Eosinophilic myocarditis is a rare disease. The patients may present with fever, tachycardia and skin rash or non-specific st-t-abnormalities, which may simulate acute coronary syndrome. Without treatment eosinophilic myocarditis may be fatal. The histopathological findings comprise focal or diffuse infiltrates of inflammatory cells and eosinophils in the myocardium. Positive EMB may confirm the diagnosis but as it is not very sensitive, a negative finding does not necessarily exclude the possibility of eosinophilic myocarditis. Peripheral blood eosinophilia may be seen but not always. The possible causes of eosinophilic myocarditis include asthma, collagen diseases, hematologic malignancies, carcinoma, parasitic infections and allergic reactions to drugs. However, often the cause eosinophilia and eosinophilic myocarditis may remain unknown.

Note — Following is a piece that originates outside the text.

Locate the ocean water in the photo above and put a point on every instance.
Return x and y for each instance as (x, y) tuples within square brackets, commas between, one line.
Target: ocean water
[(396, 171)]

In our case, the possibility of parasite infections, collagen diseases and hematologic malignancies were excluded by laboratory examinations, bone marrow biopsy and molecular genetic and cytogenetic studies. The possible ethiologic roles of lansoprazol or amoxicillin remained speculative. Some patients have reportedly responded well to corticosteroid therapy . After diagnosis, our patient was also given corticosteroids.
At the moment, for more than one year later, her prednison dose has been tapered to 7.5 mgx1, bisoprolol, ramipril and budesonide and formoterolfumarate inhalations have been continued and her cardiac condition is stable.